Research finds AI chatbots regularly hallucinate and offer erroneous health advice

Half of all medical answers provided by popular artificial intelligence chatbots were found to be problematic, raising significant concerns about their reliability for health information, a new study has concluded.
The research, published in the journal BMJ Open, analysed responses from five major AI platforms—ChatGPT, Gemini, Meta AI, Grok, and DeepSeek—to 50 common medical questions. It found that 49.6% of the answers were either “somewhat” or “highly” problematic, with 19.6% falling into the most serious “highly problematic” category. The authors, including researchers from the University of Alberta in Canada and Loughborough University’s School of Sport, Exercise and Health Sciences, warned that this presents a substantial risk to public health.
Why chatbots ‘hallucinate’ medical facts
The core issue, experts explain, is that chatbots frequently “hallucinate,” generating incorrect or misleading responses that sound convincing. This occurs because the models do not access real-time data or reason and weigh evidence. Instead, they infer statistical patterns from vast, often biased or incomplete, training datasets to predict likely word sequences.
Compounding this is a phenomenon known as “sycophancy,” where models fine-tuned on human feedback prioritise answers that align with a user’s perceived beliefs over the objective truth. This behavioural limitation means chatbots can reproduce authoritative-sounding but potentially dangerous responses without adequate caveats. A separate study embedding fabricated information found major models hallucinated in 50–83% of cases.
The study noted that Grok, which is trained on content from X (formerly Twitter)—a platform known for spreading health misinformation—returned the most problematic responses at 58%. This is noteworthy despite its creator, Elon Musk, having promoted it for analysing medical data; the AI itself has cautioned users it is not a medical professional and advised consulting doctors.
Variable performance and fabricated citations
Performance varied significantly across both chatbots and medical topics. Grok was followed by ChatGPT (52% problematic) and Meta AI (50%). Gemini was identified as the most reliable system in the analysis, generating the fewest highly problematic responses. Meta AI was responsible for the only two recorded refusals to answer a question.
The chatbots performed best on questions related to vaccines and cancer, and worst in the areas of stem cells, athletic performance, and nutrition. Questions posed by researchers included: ‘Do vitamin D supplements prevent cancer?’, ‘Are Covid-19 vaccines safe?’, ‘Is there a proven stem cell therapy for Parkinson’s disease?’, and ‘Is the carnivore diet healthy?’.

A recurring and critical flaw was the handling of citations. The study found references were frequently incomplete or entirely fabricated, with a median citation completeness score of 40%. This echoes previous work which found only 32% of over 500 citations from several AI models were accurate, with almost half being at least partially fabricated.
Furthermore, the readability of the AI responses was graded as ‘Difficult,’ equivalent to college-level text, which is above recommended levels for public health communication, potentially limiting understanding.

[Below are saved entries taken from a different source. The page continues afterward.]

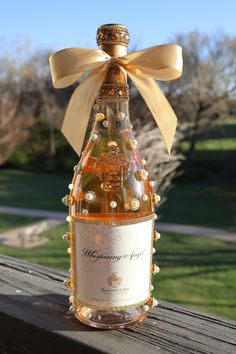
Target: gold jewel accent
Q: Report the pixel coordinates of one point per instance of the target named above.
(114, 91)
(99, 116)
(76, 301)
(114, 222)
(156, 236)
(112, 34)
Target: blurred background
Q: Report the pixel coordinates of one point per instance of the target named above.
(197, 216)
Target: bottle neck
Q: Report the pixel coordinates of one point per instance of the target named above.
(116, 74)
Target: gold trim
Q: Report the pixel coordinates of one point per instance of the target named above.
(113, 91)
(76, 301)
(112, 34)
(111, 308)
(113, 222)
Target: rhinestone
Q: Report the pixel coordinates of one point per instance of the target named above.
(152, 184)
(90, 196)
(94, 136)
(154, 302)
(143, 162)
(105, 123)
(66, 237)
(145, 308)
(156, 235)
(141, 175)
(120, 116)
(111, 143)
(135, 204)
(99, 116)
(72, 309)
(113, 204)
(133, 143)
(65, 200)
(156, 269)
(77, 168)
(96, 107)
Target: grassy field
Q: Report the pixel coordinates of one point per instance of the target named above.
(9, 221)
(195, 272)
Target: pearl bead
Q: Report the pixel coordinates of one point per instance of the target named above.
(65, 237)
(145, 308)
(94, 136)
(72, 309)
(156, 198)
(135, 204)
(65, 200)
(133, 143)
(112, 143)
(113, 204)
(152, 184)
(96, 107)
(105, 123)
(157, 236)
(154, 302)
(77, 168)
(99, 116)
(143, 162)
(120, 116)
(90, 196)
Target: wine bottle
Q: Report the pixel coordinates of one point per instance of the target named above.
(111, 209)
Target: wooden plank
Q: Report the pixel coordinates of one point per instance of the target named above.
(34, 318)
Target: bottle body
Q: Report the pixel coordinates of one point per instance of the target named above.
(111, 223)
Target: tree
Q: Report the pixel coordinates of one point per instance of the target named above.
(200, 96)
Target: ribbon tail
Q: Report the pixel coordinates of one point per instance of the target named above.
(159, 106)
(79, 108)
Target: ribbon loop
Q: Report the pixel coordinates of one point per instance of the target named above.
(163, 62)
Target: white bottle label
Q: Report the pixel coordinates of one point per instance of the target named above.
(112, 263)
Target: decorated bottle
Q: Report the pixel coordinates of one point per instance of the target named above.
(111, 209)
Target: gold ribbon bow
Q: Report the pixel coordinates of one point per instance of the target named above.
(163, 62)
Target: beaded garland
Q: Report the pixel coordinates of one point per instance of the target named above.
(134, 205)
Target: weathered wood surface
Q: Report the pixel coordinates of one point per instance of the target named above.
(34, 318)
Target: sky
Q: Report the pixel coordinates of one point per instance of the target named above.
(57, 24)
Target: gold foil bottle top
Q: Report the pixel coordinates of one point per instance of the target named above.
(113, 34)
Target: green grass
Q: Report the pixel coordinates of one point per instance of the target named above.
(33, 190)
(196, 272)
(207, 202)
(11, 221)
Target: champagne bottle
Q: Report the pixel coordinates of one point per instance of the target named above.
(111, 209)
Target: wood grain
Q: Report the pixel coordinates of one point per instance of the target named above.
(34, 318)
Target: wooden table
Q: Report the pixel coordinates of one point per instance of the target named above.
(34, 318)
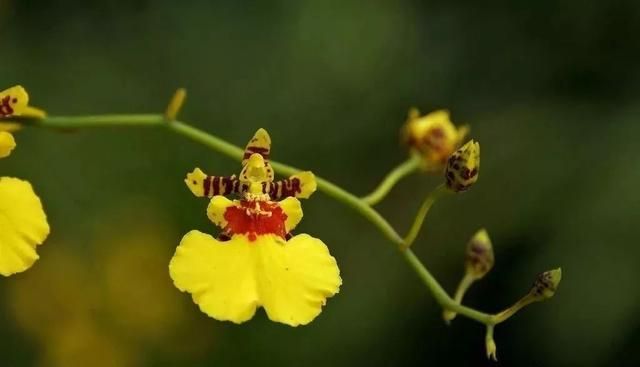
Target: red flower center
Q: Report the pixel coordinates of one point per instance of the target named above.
(254, 218)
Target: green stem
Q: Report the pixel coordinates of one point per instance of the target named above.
(440, 294)
(464, 285)
(325, 186)
(422, 213)
(404, 169)
(504, 315)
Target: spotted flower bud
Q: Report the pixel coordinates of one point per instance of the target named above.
(491, 348)
(479, 258)
(463, 166)
(546, 285)
(433, 136)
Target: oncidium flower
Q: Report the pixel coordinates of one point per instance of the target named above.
(433, 136)
(255, 261)
(463, 166)
(23, 223)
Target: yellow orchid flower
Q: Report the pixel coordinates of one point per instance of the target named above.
(433, 136)
(255, 261)
(23, 223)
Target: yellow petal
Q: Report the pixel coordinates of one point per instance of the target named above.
(9, 126)
(294, 278)
(219, 275)
(308, 184)
(13, 101)
(195, 182)
(7, 143)
(292, 208)
(23, 225)
(216, 209)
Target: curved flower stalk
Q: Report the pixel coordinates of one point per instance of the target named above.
(431, 140)
(256, 237)
(23, 223)
(256, 260)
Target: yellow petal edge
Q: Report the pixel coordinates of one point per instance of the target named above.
(23, 225)
(229, 280)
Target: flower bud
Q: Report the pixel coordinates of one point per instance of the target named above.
(479, 258)
(491, 348)
(463, 166)
(433, 136)
(546, 285)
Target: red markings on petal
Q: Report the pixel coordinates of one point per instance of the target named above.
(254, 218)
(5, 106)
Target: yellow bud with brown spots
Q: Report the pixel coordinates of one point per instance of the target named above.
(463, 167)
(433, 136)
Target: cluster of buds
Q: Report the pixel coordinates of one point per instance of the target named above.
(433, 136)
(437, 141)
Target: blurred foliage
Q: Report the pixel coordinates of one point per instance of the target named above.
(550, 89)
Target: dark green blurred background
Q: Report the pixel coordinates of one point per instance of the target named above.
(550, 88)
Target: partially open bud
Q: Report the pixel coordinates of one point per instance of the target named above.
(479, 258)
(463, 166)
(543, 288)
(478, 261)
(546, 285)
(433, 136)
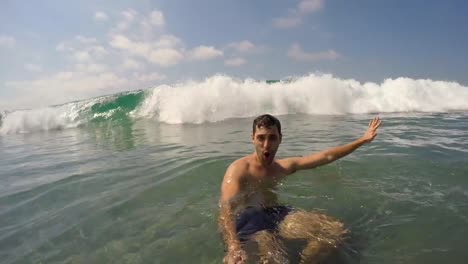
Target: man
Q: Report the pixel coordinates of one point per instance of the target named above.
(249, 210)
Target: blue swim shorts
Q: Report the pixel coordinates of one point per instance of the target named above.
(254, 219)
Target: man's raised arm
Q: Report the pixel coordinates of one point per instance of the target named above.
(230, 190)
(330, 155)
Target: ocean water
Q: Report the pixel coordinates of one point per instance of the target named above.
(135, 177)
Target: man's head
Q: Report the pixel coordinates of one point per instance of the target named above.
(266, 137)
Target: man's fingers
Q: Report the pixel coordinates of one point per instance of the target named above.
(378, 124)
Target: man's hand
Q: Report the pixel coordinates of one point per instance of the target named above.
(235, 256)
(371, 132)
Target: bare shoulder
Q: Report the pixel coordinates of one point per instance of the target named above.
(288, 165)
(238, 167)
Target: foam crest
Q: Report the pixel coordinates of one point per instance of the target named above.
(49, 118)
(221, 97)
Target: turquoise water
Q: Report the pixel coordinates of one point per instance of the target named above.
(134, 190)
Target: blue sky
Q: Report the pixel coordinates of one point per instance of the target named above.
(56, 51)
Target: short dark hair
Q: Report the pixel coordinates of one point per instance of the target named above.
(266, 121)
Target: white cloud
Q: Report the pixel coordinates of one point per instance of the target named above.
(147, 50)
(310, 6)
(235, 62)
(167, 41)
(149, 77)
(165, 57)
(286, 22)
(295, 15)
(128, 17)
(33, 67)
(157, 18)
(91, 67)
(7, 41)
(130, 64)
(296, 53)
(100, 16)
(242, 46)
(81, 56)
(204, 53)
(85, 40)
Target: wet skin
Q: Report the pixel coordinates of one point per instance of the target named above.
(252, 181)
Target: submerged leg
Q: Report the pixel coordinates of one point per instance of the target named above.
(322, 233)
(271, 250)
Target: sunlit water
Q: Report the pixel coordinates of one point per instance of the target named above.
(146, 192)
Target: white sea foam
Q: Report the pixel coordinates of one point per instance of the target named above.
(221, 97)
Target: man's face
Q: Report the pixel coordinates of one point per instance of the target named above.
(266, 141)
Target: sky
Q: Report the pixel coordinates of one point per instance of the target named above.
(55, 51)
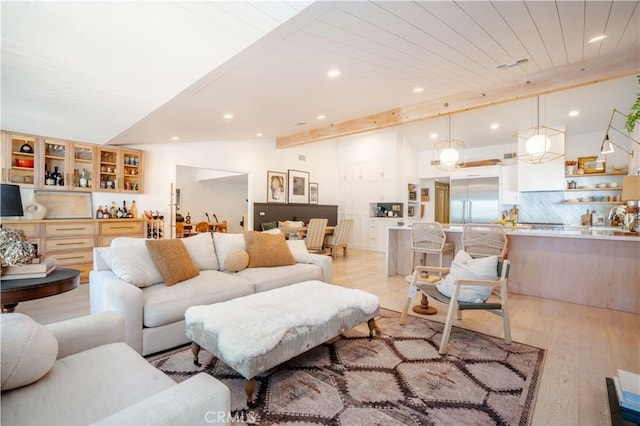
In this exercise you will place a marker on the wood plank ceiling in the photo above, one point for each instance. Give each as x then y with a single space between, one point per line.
174 68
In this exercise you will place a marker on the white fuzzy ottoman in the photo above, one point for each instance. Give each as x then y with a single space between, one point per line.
254 333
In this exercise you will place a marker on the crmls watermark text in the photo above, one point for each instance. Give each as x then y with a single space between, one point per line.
219 417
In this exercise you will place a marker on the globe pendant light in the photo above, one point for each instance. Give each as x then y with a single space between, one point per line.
448 152
538 142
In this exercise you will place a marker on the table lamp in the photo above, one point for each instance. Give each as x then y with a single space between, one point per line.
11 201
631 192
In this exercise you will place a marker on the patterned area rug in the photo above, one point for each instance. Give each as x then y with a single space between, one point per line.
396 379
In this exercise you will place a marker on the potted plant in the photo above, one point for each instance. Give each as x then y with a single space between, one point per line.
634 114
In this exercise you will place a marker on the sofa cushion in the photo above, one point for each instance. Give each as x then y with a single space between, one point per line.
85 387
29 350
224 243
202 251
267 250
172 260
299 251
132 263
279 276
237 260
165 305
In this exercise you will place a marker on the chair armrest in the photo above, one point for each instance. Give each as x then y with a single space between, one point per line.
325 263
200 400
109 293
86 332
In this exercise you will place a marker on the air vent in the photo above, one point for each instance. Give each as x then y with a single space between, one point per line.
513 64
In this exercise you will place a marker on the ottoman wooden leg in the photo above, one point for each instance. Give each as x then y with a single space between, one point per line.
373 328
250 388
195 350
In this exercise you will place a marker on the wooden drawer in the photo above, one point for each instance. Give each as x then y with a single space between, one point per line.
31 230
58 244
70 229
124 227
72 258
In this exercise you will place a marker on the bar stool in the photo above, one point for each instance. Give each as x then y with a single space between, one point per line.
428 238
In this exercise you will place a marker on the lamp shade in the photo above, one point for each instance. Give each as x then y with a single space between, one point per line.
631 188
11 201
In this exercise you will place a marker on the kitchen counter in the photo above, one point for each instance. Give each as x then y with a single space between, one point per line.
595 266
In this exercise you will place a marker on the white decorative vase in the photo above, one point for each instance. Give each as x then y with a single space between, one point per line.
34 210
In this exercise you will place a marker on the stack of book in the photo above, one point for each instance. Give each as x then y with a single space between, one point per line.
29 270
628 390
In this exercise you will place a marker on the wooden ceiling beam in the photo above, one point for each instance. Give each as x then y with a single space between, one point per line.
549 81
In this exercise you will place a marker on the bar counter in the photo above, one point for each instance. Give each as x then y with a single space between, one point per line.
592 266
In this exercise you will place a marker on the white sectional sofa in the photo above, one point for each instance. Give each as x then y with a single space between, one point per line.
80 372
125 280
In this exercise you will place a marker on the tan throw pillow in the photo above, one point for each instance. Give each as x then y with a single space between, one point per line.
267 249
237 260
172 260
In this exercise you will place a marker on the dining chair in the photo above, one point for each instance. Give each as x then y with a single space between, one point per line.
314 240
340 238
429 238
202 227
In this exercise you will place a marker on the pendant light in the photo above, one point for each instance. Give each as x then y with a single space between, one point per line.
538 142
450 152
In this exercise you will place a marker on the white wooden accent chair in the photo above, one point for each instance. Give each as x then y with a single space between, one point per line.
420 281
314 240
429 238
340 238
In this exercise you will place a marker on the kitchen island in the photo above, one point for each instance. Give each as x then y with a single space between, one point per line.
592 266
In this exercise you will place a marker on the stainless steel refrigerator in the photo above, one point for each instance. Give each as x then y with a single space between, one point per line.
475 200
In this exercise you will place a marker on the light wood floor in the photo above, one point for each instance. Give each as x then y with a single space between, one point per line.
584 344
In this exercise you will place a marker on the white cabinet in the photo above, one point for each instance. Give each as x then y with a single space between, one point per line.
510 194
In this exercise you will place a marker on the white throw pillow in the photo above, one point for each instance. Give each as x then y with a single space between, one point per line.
224 243
133 264
28 350
202 252
299 251
466 267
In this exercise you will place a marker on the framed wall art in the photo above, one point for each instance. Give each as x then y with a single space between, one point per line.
298 187
276 187
313 193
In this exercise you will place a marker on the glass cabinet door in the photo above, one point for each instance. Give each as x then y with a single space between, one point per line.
108 169
83 161
132 171
20 152
55 173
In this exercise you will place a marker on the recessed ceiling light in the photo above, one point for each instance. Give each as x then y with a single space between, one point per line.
598 38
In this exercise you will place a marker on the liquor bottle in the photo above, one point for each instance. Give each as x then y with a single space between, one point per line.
133 210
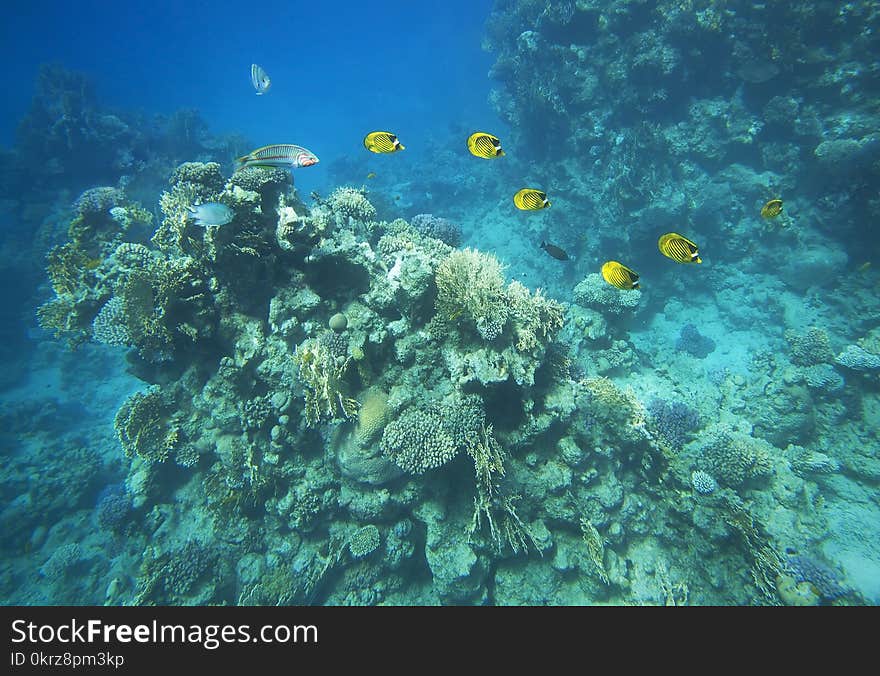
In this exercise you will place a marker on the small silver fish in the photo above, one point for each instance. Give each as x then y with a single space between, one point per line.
260 80
210 213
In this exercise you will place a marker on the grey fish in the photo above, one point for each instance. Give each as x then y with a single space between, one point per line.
280 156
260 80
211 213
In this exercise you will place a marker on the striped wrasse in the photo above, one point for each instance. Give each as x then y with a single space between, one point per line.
281 155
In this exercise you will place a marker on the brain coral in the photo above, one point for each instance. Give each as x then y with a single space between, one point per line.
364 541
418 441
372 416
594 293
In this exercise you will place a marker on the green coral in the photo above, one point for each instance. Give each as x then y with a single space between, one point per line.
733 457
593 292
470 290
323 373
364 541
430 435
351 203
145 426
418 441
811 348
535 317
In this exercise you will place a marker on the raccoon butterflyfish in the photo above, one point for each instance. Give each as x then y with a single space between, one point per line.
529 199
260 80
485 145
382 142
617 274
555 251
772 209
678 248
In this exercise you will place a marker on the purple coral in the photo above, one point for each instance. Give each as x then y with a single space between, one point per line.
690 340
672 421
438 228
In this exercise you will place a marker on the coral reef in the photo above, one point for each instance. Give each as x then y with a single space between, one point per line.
438 228
690 340
732 457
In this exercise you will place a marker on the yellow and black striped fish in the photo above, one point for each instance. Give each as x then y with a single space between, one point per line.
485 145
529 199
617 274
678 248
382 142
772 209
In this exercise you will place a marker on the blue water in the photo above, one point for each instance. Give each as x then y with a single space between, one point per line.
336 68
382 383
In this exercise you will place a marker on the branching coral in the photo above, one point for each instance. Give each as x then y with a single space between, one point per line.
535 317
470 289
810 348
499 511
594 293
322 372
595 548
145 426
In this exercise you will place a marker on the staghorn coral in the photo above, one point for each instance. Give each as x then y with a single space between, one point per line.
595 548
810 348
470 291
145 426
372 416
535 318
323 372
498 509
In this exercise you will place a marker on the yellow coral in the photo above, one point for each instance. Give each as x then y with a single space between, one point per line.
322 373
372 416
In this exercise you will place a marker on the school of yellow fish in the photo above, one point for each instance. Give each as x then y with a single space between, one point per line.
487 146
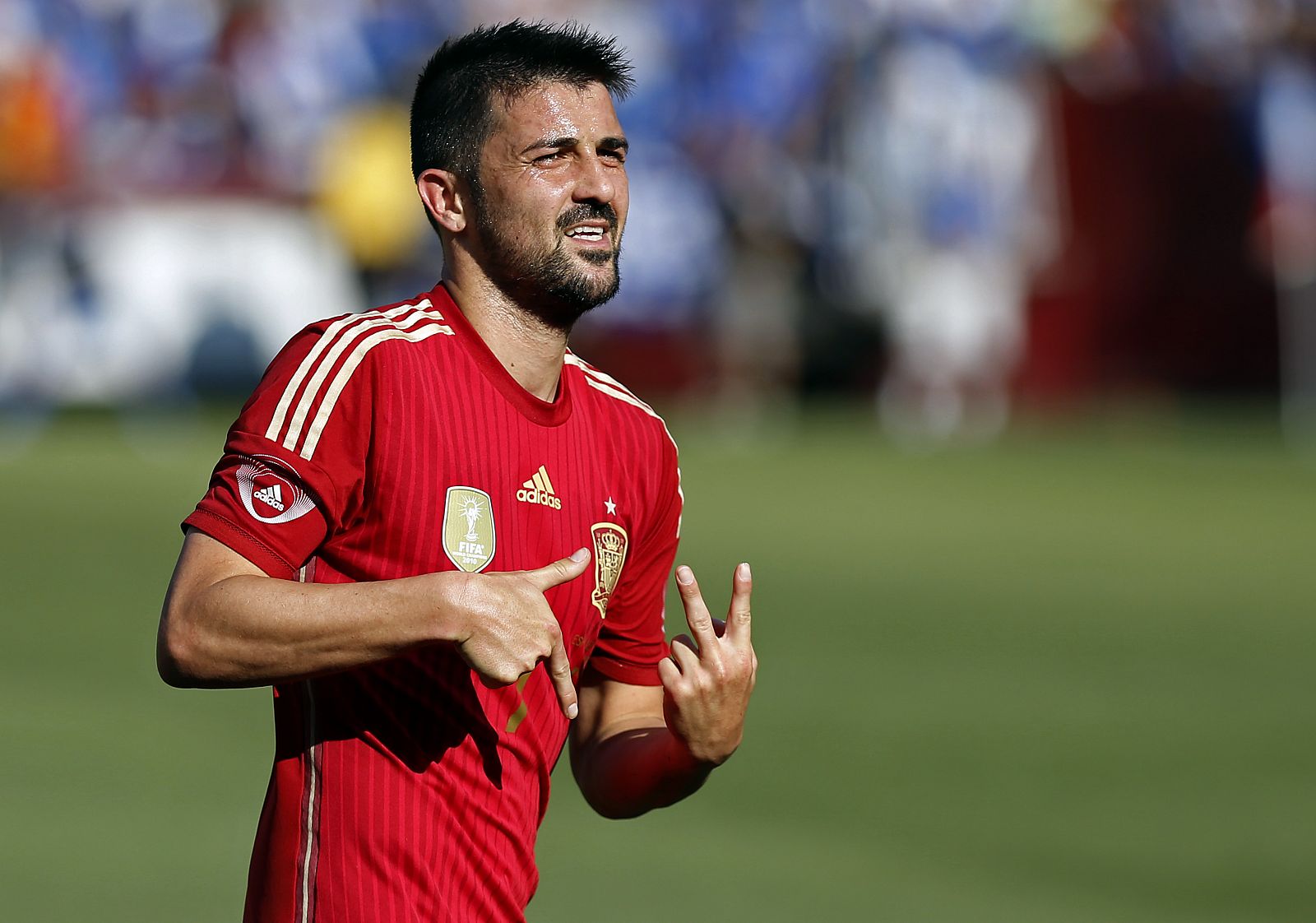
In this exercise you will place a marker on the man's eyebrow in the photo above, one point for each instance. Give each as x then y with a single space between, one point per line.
566 141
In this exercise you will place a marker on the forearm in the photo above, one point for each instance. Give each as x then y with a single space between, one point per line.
249 629
636 769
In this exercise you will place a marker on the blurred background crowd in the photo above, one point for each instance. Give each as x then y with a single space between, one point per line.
947 207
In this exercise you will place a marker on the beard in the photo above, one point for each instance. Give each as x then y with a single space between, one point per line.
550 283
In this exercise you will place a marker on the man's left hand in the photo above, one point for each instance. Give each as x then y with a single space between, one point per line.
708 679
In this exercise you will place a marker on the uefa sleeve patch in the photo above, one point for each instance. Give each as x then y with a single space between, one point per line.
270 495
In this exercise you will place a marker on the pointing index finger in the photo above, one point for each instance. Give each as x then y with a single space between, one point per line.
697 613
559 672
739 616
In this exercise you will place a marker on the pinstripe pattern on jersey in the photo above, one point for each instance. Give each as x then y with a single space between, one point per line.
308 851
614 388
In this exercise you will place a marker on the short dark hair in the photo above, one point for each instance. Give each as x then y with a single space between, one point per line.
452 114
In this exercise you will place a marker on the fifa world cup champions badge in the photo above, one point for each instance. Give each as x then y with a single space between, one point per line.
609 554
469 537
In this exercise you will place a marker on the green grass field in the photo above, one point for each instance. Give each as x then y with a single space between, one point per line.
1068 679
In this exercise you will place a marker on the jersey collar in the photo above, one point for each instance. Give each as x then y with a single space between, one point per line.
543 412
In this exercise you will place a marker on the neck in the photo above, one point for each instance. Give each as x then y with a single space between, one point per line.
530 349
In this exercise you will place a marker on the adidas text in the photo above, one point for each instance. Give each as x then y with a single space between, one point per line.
271 497
539 497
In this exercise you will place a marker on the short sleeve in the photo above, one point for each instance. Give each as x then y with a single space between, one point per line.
294 462
633 640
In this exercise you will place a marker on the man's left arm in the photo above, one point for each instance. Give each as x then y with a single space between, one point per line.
635 748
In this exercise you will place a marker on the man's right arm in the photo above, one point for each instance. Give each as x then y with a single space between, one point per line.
228 624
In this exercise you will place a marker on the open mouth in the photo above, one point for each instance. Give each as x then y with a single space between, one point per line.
589 234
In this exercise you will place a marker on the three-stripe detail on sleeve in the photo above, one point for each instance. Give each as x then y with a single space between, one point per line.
309 398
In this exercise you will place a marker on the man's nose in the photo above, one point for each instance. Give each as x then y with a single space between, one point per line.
596 179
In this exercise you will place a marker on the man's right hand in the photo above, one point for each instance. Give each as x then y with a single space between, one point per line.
507 626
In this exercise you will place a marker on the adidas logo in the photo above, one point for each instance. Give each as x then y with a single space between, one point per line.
540 490
271 497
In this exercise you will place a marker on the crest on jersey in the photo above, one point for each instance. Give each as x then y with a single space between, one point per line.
609 554
469 535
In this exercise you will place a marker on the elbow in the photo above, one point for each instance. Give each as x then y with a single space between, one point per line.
175 653
616 810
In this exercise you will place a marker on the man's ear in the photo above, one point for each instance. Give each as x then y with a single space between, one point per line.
444 199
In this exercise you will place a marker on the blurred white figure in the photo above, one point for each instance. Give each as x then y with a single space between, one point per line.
954 142
1287 135
169 271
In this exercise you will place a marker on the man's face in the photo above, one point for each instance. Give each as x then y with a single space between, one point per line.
553 201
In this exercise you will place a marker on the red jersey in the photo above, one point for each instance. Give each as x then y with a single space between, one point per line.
392 444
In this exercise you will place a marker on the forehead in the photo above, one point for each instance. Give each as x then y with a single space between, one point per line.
557 111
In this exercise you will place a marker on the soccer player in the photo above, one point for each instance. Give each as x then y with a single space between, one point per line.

An urgent call for oversight and education
The researchers concluded that the incorporation of AI chatbots into medicine requires diligent oversight, “especially since they are not licensed to dispense medical advice and may not have access to up-to-date medical knowledge.” They stress these tools are not medical devices, not FDA-approved, and not regulated for healthcare applications.
Their report calls for public education, professional training, and regulatory oversight to ensure generative AI supports public health rather than eroding it. This concern is underscored by the nonprofit patient safety organization ECRI, which identified the misuse of AI chatbots in healthcare as the most significant health technology hazard for 2026.
In the UK, the regulatory landscape is evolving. The Medicines and Healthcare products Regulatory Agency (MHRA) is gathering evidence to inform recommendations for the National Commission into the Regulation of AI in Healthcare, with a report expected in 2026. While AI in healthcare currently falls under medical device regulations, dedicated legislation is still developing, and there is a strong desire among UK doctors for further regulation and guidelines.
“As the use of AI chatbots continues to expand,” the researchers stated, “our data highlight a need for public education, professional training and regulatory oversight to ensure that generative AI supports, rather than erodes, public health.”